Cuban pride in Colorado

admin December 13, 2018 0
Cuban pride in Colorado


Newsroom/CASA Magazine

The Denver Museum of Nature and Science (DMNS) is presenting the exhibition “¡Cuba!” This exhibit brought “the landscapes, sounds and vitality,” of the Caribbean island to the Rocky Mountains. The exhibit explains the story and the legend of the famous Cuban cigars and explores the Afro Cuban spiritual practice of “santeria”. The central element is a replica of a typical Cuban plaza where we can admire a 1955 Chevrolet Bel Air, as well as one of the “bicitaxis” that is used for the transportation of locals and tourists. Borrowed objects from Cubans residing in Colorado are also on display. Businesswoman María García Berry shared her Cuban Passport and a doll from her childhood. Meanwhile, Kristy Socarras Bigelow, owner of Cuba Cuba Restaurant, provided an old book that inspired her to open her restaurant: “Cocina al Minuto”. Elaine Gantz Berman, member of the Colorado Board of Education, brought a photo of her grandfather posing in Cuba with Albert Einstein.

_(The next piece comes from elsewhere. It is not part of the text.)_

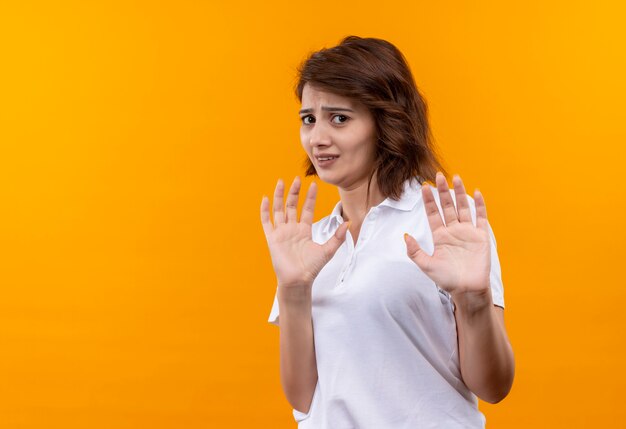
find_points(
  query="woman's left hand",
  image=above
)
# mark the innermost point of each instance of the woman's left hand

You can also see former mayor of Denver, Bill Vidal’s boxing gloves. “¡Cuba!” is truly a tribute to those who were born in Cuba, like García Berry and Vidal, or those with Cuban heritage like Socarras Bigelow and Gantz Berman. “We are honored that these four Cubans who live in Denver are part of this exhibit. In addition to the objects, you can see a picture of its owners, and their thoughts on a hopeful future for Cuba,” explained Maura O’Neal, DMNS’s Communication Director.




Maria Garcia Berry

Maria was born in Matanzas, Cuba, and came to Denver when she was 10. She is the engine behind CRL Associates, Inc., an influential public affair company. She has participated in successful projects such as the reconstruction of Union Station, Bellmar Mall and Stapleton. She shares her experience and vision by serving on the boards of numerous organizations, such as Metro State University, Rose Community Foundation and the Urban Land Institute.

She shares her vision of the country where she was born: “My hopes for Cuba have matured over time. I know more now. Cubans don’t want to ‘become us,’ and I enormously admire the values they want to keep. Cubans are resourceful and creative. We should foster travel, trade, and that creativity with resources and tools, so they can create a functioning economy. I don’t think you can change Cuba from the outside.”




Kristy Socarras Bigelow

She was born and raised in Miami, 69 miles from the island where her mother was born. However, Socarras Bigelow says she was raised as if she was still in Cuba. Cuban food was the only option in the menu. When she was 21, she moved to Colorado and started missing the rice, the beans, plantains and lechon, dishes she was used to. She saw the opportunity and took a leap of faith to pen the restaurant Cuba, Cuba, now a successful chain with four locations.

She has clear expectations of the future of the country where her culture comes from: “I wish my friends didn’t have to say, ‘Asi es, asi era en Cuba,’ that’s just the way it is, we’re in Cuba. I hope I will sit with my friends in La Habana one day listening to them tell me that life is much easier now in Cuba. Today, I hear about innovative ways they make ends meet. I want to hear how they are innovating products, businesses, and technology”.




Elaine Gantz Berman

This native from New York, from a Cuban mother, has dedicated her professional work and community service to improve the lives of children in Colorado. In January of 2015, she completed eight years of service at the Colorado Board of Education, following another eight years at the Denver Board of Education, including four years as president of the board. Gantz Berman worked at the Piton Foundation for the past 18 years, in the areas of child wellbeing and public health.

Gantz Berman highlights the values and potential of the home of her ancestors. “My hope is that the Cuban people build upon their resilient, proud, and entrepreneurial spirit. I envision a vibrant and unique arts, music, and dance scene that expands internationally. Because of its amazing people —their spirit, their pride, their joy— Cuba has the potential to become the most prosperous and advanced country in the region. It is now, and will remain, a truly magical place,” stated the leader from Cuban background.




Guillermo “Bill” Vidal

This native of Camagüey, Cuba, was the Mayor of Denver between January and July of 2011. In 1961, he came to Colorado with his siblings. He was part of the operation “Peter Pan” and he lived four years at the Sacred Heart Orphanage in Pueblo, until his parents arrived. Vidal graduated as a civil engineer at the University of Colorado and for 30 years pursued a career in the public sector. This honest and successful public servant documented his life on his book “Boxing for Cuba: An Immigrant’s Story”.

Vidal reflected on his relationship with Cuba: “In an act of love, my parents sent me on a PanAm flight to the U.S. at the age of 10. Though I have been exiled from my homeland for nearly six decades, I find I am still deeply rooted in the island’s rich dark soil. I yearn for my Cuban brothers and sisters to experience the freedoms and opportunities that have filled my life,” explained the first Mayor of Denver born in Latin America.